Coq Typeclass Hierarchy

This project aims to bring a full-featured hierarchy of typeclasses for functional programming to Coq, inspired by Haskell and PureScript.

Table of Contents

Table of Contents

• Coq Typeclass Hierarchy
  • Table of Contents
  • The Hierarchy
  • Installation
  • Usage
    • Modules and Importing
    • API Documentation
  • Contributing
  • Design and Related Work

The Hierarchy

• Solid arrows point from the general to the specific - if there is an arrow from Foo to Bar it means that every Bar is a Foo.
• Green nodes are complete, with documentation and (at least one) instance(s).
• Black nodes are defined, but have no accompanying instances or documentation.
• Red nodes are incomplete, but planned.

Installation

You can build this package using the Nix package manager:

nix-build . && ls result/lib/coq/8.5/user-contrib/TypeclassHierarchy/

Alternatively, you can use the the standard

./configure && make

If you're using Nix, you can easily intergrate this library with your own package's default.nix or shell.nix, and Coq should automatically find it.

{
  stdenv,
  coq,
  pkgs ? import <nixpkgs> { }
}:
let
  coq_typeclass_hierarchy = with pkgs; callPackage (fetchFromGitHub {
    owner  = "siddharthist";
    repo   = "coq-typeclass-hierarchy";
    rev    = "c079b02364c94b7aa18fc6cb02921ad6a76eb20e"; # customize this
    sha256 = "1l5h02k0j2df4r8jvvf8nws777rda4piy2mfmvl5k2fgwz9slb1r"; # and this
  }) { };
in stdenv.mkDerivation {
  name = "my-coq-project";
  src = ./.;
  buildInputs = [ coq coq_typeclasses ];
  ...
}

Otherwise, just copy what you built to somewhere that Coq will find it.

Usage

Modules and Importing

Each module in TypeclassHierarchy.Interfaces defines all the classes that fall under that one in the tree.

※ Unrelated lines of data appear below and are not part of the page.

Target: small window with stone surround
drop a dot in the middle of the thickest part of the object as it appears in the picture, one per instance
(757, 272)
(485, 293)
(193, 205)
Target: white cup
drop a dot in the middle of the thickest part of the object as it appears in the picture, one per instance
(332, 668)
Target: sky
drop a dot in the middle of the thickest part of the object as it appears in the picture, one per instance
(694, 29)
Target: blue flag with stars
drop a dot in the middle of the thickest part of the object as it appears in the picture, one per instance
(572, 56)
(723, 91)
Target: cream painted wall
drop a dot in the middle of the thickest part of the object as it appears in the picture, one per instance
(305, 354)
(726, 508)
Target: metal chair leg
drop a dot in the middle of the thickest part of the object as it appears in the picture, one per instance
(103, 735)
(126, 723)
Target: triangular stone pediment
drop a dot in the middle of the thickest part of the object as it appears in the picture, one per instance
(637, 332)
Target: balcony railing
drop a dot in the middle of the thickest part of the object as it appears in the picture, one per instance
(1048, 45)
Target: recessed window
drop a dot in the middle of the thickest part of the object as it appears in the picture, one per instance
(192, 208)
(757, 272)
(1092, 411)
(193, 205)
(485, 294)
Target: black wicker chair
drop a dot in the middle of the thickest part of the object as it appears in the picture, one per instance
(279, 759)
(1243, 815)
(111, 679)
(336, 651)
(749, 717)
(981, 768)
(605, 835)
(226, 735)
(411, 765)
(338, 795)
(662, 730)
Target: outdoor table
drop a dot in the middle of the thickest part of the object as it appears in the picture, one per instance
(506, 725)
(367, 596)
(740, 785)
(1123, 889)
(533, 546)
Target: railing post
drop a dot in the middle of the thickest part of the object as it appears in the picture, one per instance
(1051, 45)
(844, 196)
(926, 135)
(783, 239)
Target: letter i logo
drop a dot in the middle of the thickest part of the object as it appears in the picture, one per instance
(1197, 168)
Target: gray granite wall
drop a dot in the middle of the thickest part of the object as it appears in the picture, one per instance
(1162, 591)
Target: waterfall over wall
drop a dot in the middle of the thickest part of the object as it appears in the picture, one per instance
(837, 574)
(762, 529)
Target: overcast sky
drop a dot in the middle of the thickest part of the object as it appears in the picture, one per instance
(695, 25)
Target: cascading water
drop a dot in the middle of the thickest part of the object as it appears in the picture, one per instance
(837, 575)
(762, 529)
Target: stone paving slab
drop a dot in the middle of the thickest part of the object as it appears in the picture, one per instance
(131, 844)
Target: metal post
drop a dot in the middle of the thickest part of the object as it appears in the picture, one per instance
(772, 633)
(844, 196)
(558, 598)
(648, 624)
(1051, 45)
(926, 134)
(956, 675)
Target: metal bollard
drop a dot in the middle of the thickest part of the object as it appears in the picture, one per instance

For instance, TypeclassHierarchy.Interfaces.Functor defines Functor, Applicative, Monad, etc.

API Documentation

You can view the documentation online, but to build it locally, run

./configure && make html && firefox html/toc.html

Contributing

Pull requests for fixes, new classes, extra instances, or more tests are welcome! Just run

nix-shell

to be dropped into a shell with all dependencies installed.

Design and Related Work

Here, we'll examine the key design principles and how they differ from similar libraries:

• Scope: This project defines only those typeclasses that have compelling use cases for functional programming. This gives us slightly more than Haskell, but fewer than PureScript.
  • math-classes is focused on building the Algebraic Hierarchy, rather than one for functional programming.
  • coq-haskell brings the Haskell typeclasses to Coq, but also includes many other parts of the Haskell standard library.
  • haskell-coq is also similar, but is limited to the Haskell typeclasses, and seems stalled at the moment.
• Bundling of Laws and Functional Extensionality: The only worthwhile instances of typeclasses are lawful ones. Therefore, this library packages the interfaces (fmap, bind) together with proofs that the laws hold. However, some laws include assertions of function equality (think fmap id = id), which is not a native concept to Coq. Therefore, we use a Setoid which encodes extensional equality and allows us to use the setoid rewriting tactics when proving it.
  • coq-haskell uses the function extensionality axiom in the limited sections where it proves the laws for its instances. This approach is less flexible than one based on Setoids, and since the library (rightly) doesn't want to require users to accept this axiom, the laws and interfaces are unbundled, as in Haskell. This causes us to lose the compile-time guarantees of Coq.